Tuesday, October 16, 2007

blackberry jam cake

I too, have been baking. I have always wanted to make blackberry jam cake. It sounds so odd, and I was curious just what it would be. Well, it's a spice cake with jam added for, take your pick,
-color
-moisture
-a sweet/tart thing
-novelty.
I've read the recipe in Gourmet many times and thought I would just make that one. (the lazy sister)
I read over the recipe again and again, but the levener is hard to find. You don't add the baking soda with the dry ingredients, you premix it with butter milk and then add that alternating with the dry. Well, at first pass I couldn't find any levener. I assumed there was a mistake in the recipe and I would need to find something else. I went on line and found several recipes for blackberry jam cake. They all look more or less the same, just different sizes. By this time I had located the levener in the original recipe, so I went ahead with that.
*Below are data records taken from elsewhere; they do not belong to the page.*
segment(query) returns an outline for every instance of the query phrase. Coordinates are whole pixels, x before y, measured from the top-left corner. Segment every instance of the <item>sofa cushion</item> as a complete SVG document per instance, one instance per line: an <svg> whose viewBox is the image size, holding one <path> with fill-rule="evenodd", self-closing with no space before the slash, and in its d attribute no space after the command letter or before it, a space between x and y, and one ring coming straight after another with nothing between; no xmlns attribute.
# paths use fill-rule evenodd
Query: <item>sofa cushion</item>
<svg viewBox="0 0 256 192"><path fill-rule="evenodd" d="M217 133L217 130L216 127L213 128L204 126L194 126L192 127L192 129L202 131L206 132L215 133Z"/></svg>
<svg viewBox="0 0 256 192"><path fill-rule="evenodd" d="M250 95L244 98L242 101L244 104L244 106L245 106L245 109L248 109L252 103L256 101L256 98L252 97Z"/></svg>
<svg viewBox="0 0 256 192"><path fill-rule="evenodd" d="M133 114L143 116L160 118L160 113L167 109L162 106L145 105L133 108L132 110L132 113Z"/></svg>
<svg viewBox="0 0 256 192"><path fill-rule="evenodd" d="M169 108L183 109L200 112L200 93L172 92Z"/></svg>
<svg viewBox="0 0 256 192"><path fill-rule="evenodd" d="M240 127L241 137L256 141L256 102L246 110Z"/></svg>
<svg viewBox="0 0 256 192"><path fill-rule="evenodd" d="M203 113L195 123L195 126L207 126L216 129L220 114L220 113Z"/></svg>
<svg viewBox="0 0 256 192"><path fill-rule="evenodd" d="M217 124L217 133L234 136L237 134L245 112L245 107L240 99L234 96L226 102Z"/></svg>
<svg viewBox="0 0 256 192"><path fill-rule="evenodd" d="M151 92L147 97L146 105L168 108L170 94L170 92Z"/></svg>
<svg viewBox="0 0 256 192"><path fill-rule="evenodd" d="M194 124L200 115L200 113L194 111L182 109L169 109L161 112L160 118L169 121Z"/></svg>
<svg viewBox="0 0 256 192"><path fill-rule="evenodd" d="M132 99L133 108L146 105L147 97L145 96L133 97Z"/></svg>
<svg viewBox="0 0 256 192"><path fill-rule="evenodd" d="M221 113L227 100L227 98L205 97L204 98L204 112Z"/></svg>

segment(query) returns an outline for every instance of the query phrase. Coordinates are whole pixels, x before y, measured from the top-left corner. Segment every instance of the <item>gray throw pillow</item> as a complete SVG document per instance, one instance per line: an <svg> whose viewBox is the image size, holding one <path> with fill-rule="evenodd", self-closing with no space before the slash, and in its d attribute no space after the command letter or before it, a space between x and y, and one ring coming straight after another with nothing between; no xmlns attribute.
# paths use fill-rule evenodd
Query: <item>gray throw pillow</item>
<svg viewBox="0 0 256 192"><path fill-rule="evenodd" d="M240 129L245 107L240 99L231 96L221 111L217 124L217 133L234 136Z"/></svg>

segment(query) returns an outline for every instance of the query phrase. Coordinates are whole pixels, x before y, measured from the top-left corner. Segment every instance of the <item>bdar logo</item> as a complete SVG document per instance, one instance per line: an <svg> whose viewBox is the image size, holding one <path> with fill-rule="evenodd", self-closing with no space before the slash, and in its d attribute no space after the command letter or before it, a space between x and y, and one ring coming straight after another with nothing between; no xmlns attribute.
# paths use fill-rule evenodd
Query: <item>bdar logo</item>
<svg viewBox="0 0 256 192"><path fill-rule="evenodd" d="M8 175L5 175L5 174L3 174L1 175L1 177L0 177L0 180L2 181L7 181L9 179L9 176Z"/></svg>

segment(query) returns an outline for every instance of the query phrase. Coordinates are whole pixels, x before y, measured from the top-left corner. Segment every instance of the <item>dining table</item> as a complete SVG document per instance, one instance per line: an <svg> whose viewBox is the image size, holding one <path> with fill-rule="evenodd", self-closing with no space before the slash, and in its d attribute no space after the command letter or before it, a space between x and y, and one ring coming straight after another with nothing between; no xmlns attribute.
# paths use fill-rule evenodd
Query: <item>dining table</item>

I usually think food is too bland, so I pretty much doubled the called for spices. I also did this all sort of last minute, and ended up with the only seedless blackberry jam I could find at my local market. This was some country brand from KY, probably very authentic, but way too sweet as it turned out. Next time I'll hunt up some jam with a better sweet tart balance and/or add some lemon juice. I'll also bake at 350, not the 325 the recipe called for. The cake was a little hard and dry around the edges which I blame on the 75 minutes in the oven.
Finally I made the caramel icing, (brown sugar, butter and evaporated milk.) To this, I added about 3/4 tsp of salt. This was very good, even though you need a candy thermometer. I actually have one of those. There are dire warnings about over cooking and how rapidly it will "set up" as if you were working with some sort of quick dry cement. It didn't really set up until the next day, but I don't have that sort of patience when it comes to cake, so I poured it over while still runny. ("a bit runnier than you like it." "Oh no, I like it runny.") The icing, while delicious, ended up mostly puddled in the dish around the cake and I was forced to eat lots of it just with a spoon.
So next time, I'll bake at 350, use better quality jam, add the baking soda with the dry (just to see what happens) and make the icing while the cake is baking so both can cool together.
Naturally, next time the frosting will set up right away and I'll be faced with a week of chipping penuche out of a pot and eating it plain.
As for the blackberry jam-- didn't add color, not sure about moisture, no tartness. But there is that novelty, and you get to say, "Oh, its a blackberry jam cake."